I have two M2 bullets with 15dbi omni antennas. Both are on the same -2 channel and 5mhz band width. Distance between the two is about 3.5 miles. All other nodes (6+) are working ok.
- Node A is up about 140' and Node B is up about 50'. There is a clear line of sight between the two.
- Node A reports quality to Node B at LQ=100% and NLQ=9% (or less at times)
- Node A is also connecting to a similar bullet and omni at 16.3 miles distant. Distance set at 35,000 meters. LQ and NLQ 85%+ most of the time.
- Node B distance is set to 6,000 meters.
- When I can access Node B it reports the quality of Node A as LQ=15% and NLQ=100%
I have switched out bullet and antenna and ended up with similar results. I can only assume that there is some external factor that is affecting one or the other on that link. The questions are:
- Which one is suspect? I suppose Node B.
- What exactly is the LQ and NLQ telling me about which node?
- What other suggestions might you have?
My next course of action is to relocate Node B about 60-70 feet from its present location, although the height may be slightly lower, and there will be an obstruction of about 15 degrees width in one direction. Maybe it is simply interference from the elevator shaft it is presently mounted on, even though the elevator hardly ever runs.
Mark
When looking at the status screen LQ is "Now good I hear a node that is remote" and NLQ is "How good does that node hear me" where "good" is defined by measuring the number of information exchange packets that are lost on the link.
What is being described is that Node B can only bearly hear node A.

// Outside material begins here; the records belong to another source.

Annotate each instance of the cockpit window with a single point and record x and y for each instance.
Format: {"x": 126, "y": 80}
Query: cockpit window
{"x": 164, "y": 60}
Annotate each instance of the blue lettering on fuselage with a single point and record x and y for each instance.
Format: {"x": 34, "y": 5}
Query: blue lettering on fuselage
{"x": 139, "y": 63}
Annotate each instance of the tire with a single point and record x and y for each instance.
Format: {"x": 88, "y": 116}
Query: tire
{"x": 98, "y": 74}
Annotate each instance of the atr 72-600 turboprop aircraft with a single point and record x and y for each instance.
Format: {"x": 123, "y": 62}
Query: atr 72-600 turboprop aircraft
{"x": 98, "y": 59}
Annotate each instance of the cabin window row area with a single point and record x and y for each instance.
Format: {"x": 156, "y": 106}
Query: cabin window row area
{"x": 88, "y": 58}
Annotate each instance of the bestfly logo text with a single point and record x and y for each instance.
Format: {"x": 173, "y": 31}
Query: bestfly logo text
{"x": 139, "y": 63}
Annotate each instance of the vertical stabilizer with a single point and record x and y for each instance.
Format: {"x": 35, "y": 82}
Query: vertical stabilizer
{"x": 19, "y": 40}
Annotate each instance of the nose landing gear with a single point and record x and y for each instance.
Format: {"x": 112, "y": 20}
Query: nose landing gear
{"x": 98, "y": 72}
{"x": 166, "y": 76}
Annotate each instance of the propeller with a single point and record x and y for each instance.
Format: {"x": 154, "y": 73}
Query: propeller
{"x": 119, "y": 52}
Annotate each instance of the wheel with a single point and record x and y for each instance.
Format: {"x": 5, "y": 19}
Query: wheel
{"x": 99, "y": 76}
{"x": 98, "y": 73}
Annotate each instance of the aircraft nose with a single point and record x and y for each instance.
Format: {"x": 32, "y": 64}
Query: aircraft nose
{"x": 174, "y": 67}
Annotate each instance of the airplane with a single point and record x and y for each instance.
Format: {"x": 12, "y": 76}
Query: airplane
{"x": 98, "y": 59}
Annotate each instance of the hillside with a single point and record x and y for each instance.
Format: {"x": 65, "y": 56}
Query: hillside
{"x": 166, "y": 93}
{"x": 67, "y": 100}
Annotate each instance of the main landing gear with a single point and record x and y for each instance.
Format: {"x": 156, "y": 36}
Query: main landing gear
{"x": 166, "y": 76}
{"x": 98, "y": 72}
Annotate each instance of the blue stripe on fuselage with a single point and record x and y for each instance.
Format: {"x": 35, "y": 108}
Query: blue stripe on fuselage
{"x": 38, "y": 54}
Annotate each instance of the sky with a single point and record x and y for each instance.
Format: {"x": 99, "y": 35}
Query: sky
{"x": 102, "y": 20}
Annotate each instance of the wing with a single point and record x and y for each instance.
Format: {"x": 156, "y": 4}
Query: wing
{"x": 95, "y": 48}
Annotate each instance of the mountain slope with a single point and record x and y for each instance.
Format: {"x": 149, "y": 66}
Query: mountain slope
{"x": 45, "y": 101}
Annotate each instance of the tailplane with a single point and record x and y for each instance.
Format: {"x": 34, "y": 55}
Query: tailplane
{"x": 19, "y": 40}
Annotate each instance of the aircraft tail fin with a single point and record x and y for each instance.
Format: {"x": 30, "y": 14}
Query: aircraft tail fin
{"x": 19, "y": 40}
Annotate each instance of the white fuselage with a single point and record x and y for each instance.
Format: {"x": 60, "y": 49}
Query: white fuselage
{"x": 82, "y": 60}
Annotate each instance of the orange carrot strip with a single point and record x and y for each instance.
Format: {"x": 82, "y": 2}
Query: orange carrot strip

Items that can possibly cause this:
Node B has strong signals locally (such as another node inside a building, or on a car parked next to it that decrease the signal quality of Node A. or even other stray RF/EMI (its even possible for another wifi device to have bad filtering and be leaking out of band)
If on the latest beta builds a wifi scan will show wifi signals of each individual node and you can see if this node is down lower than the rest. You would also want this signal value to be compared against the Noise Floor, if the noise floor is lower at the tower but higher at node B node B will naturally have harder time receiving.
Node B could have terrain local to it that either blocks or reflects (multi-path) the incoming signal (trees, maybe even the elevator shaft if it has a large amount of metal).
These are just some starter items to look at.
My best guess is that on top of a building right at 400 feet away and 45 degrees left of line with Node A there is a rooftop with about 20 or so sector antennas of unknown frequencies facing all directions. May be WiFi interference?
The Node B antenna is only about 3 feet above the elevator shaft rooftop, but I cannot imagine what could be doing it.
Mark
Hey Mark,
One of the things we could do is take a Rocket M2 with AirOS installed on it to that site. We can use the AirView (spectrum analysis tool) to sniff and see if there are any devices on 2397Mhz in the area.